Читать книгу Stoking the Creative Fires - Phil Cousineau - Страница 24
FROM REVERIE TO CREATIVITY
ОглавлениеWhen Navajo sculptor Nora Naranjo-Morse wants to make her beautiful clay vessels, she drives out to a riverbed her mother showed her when she was a child. “When I come here I'm excited, I'm like a child,” she says in Michael Apted's brilliant documentary film, Inspirations.
Nothing can hurt me. No one is going to say anything mean to me here. Everything is so peaceful, and beautiful, and perfect, so I just open up. That's exactly what we're supposed to do; that's exactly what I'm looking for when I'm going to create, that I'm opening up. I'm opening up to this force that I'm not afraid of and that I can just let myself fall into and be inspired. I think about the people I love, and think about the things around me so that when I go back to my home and my studio I carry this with me and I'm able to create and open up again and let it all flow into those vessels I'm making.
For Nora and many other indigenous people I've known, the “where” in question doesn't refer to a physical place as much as metaphysical one. Their focus and reverence is on the heightening of spiritual sensibilities, the celebration of the Great Mystery.
“It's all about reverie,” says Gregg Chadwick, a visionary oil painter from Southern California. He told me in a recent conversation that, “I need some kind of flight if I'm going to create on the canvas what I see in my head. To get that effect, I need to capture a kind of timelessness and leave the mystery of the world between memory and dream intact.”
Over the last decade, Chadwick's work has been inspired by his years crisscrossing Southeast Asia as the son of a career military officer. There, his eyes were opened to the intersecting paths of art, music, literature, and religion. His paintings of Buddhist monks and temples and the accelerating pace of life explore the ephemeral aspects of reality. His most profound challenge is offering his viewers an opportunity to be as transported as he is when he paints. “I have to get into a special mood to create the art and not just product. So I'm very careful about the music I play, what's hanging on the walls of my studio, the books stacked in the corner, what I've been eating that morning, even conversations with my son.” His work springs from a fierce soul-struggle, living proof that, if you want to be original, you have to learn to trust your reveries, your voice, your vision, and resist the temptation of style and fashion. Otherwise you'll never, as Bob Marley sang so thrillingly, “Satisfy your soul.”
“What if,” Coleridge wondered, “in your dream you went to heaven and there plucked a strange and beautiful flower? And what if, when you woke, you had the flower in your hand? Ah! What then?” In the spring of 2002, P. J. Curtis, a Dublin DJ and music producer, told me a strange story in an old country pub in County Clare. His aunt had so many dreams in which she heard “fairy music” that she took to keeping a pencil tied to her bedpost so she could write down the music in the middle of the night. By the time she died, the wallpaper in her bedroom was festooned with musical notation from her dreams, some of which was eventually recorded by famed Irish groups like the Chieftains and the Dubliners.

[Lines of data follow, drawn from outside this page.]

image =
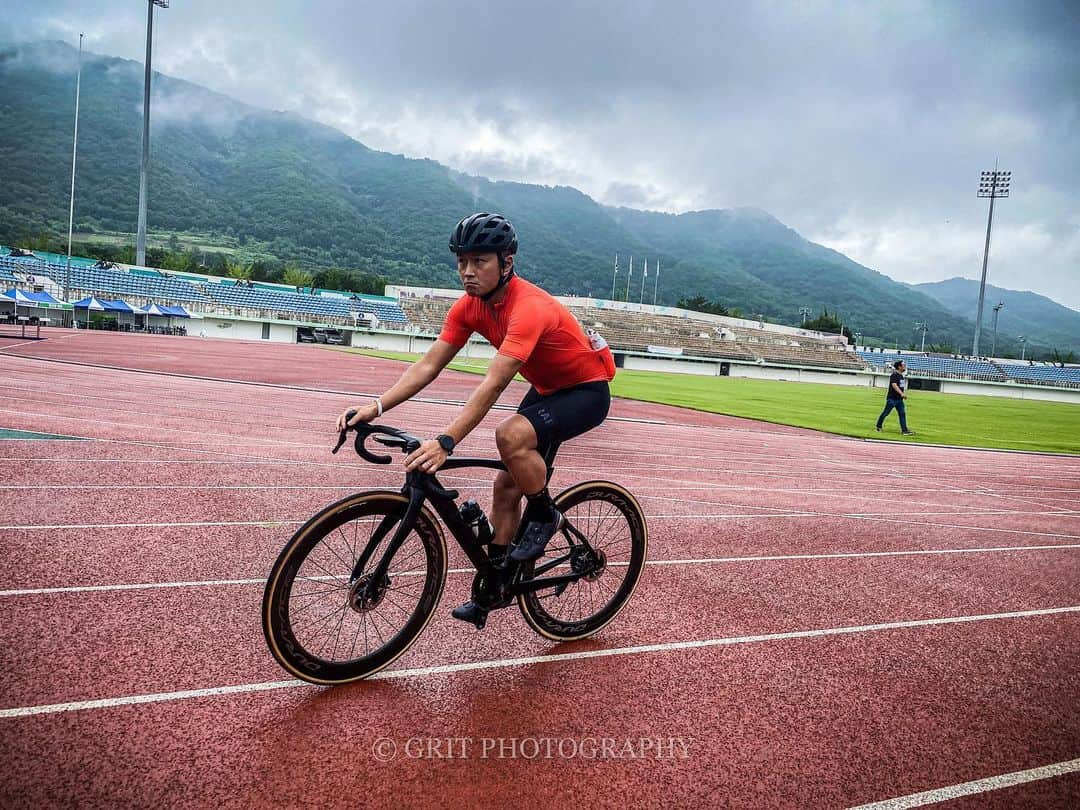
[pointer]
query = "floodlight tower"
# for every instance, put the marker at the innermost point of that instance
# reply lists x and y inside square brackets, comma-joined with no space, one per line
[993,185]
[994,346]
[75,151]
[921,326]
[145,164]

Amazing grace, we might say. But the rational mind cries out: What's happening here? In Lifetide, biologist Lyall Watson attempts an explanation: “Hieronymus Bosch and William Blake did it visually, Samuel Taylor Coleridge and James Joyce managed it with words. They succeeded in diverting the stream of consciousness in ways that allowed dream imagery to survive in the harsh light of day . . . We do it every time we daydream.”
The trick is to make the dream come alive. To do that, we have to “make something out of it.” We don't truly know ourselves until we put our experiences into words or images with love and abandon.